Mais voilà que certains d’entre eux s’adonnent à une activité différente des tâches reliées à la subsistance. Ils s’en affranchissent pour peindre sous terre, à la lueur d’une lanterne, où les cycles solaire et lunaire n’existent plus. Dans cet abri de l’intemporel, sans le savoir, ces hommes pérennisent les balbutiements de l’art pour des centaines de milliers d’années à venir.
Le phénomène n’est pas unique à Lascaux. Des peintures rupestres ornent des grottes sur les cinq continents. Entre environ l’an -40 000 et -10 000, on retrouve des traces de mains, des animaux, pour la plupart représentés avec précision, et peu d’êtres humains, aux traits vagues. D’une tribu à l’autre, les rudiments d’une pensée symbolique similaire s’incrustent sur les parois de roches, dans un territoire étendu.
L’homo religious
Au Paléolithique, il n’existe pas de documents écrits attestant du contenu des croyances des hommes préhistoriques. Ce que ces humains pensent demeure une énigme, fait l’objet des paris de diverses hypothèses.
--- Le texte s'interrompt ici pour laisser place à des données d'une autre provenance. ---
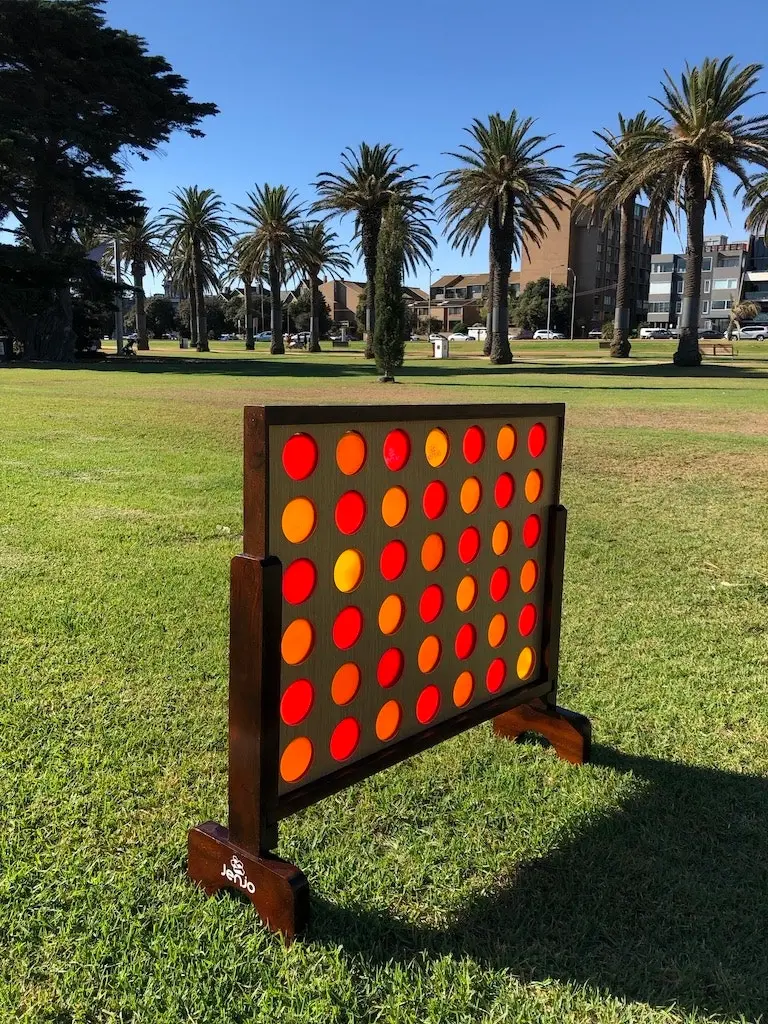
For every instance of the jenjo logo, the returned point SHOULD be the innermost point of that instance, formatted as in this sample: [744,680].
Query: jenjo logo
[237,872]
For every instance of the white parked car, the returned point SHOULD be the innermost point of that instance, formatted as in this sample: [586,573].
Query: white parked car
[752,332]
L’historien des religions Mircea Eliade avance l’idée que le sacré est à la base de la conscience humaine et non un acquis dans le stade de son développement. Autrement dit, selon lui, l’Homo sapiens – celui qui sait qu’il sait – serait un être fondamentalement religieux. Si les thèses de l’auteur sont contestées, il est aussi fastidieux d’en démontrer le contraire.
Mais on sait déjà qu’autour de -100 000 ans, l’homme fait des sépultures. Des humains enterrés dans des positions particulières, avec des objets, ou enduits d’ocre rouge, couleur du sang, symbole de la vie, prouvent déjà une croyance en une vie après la mort.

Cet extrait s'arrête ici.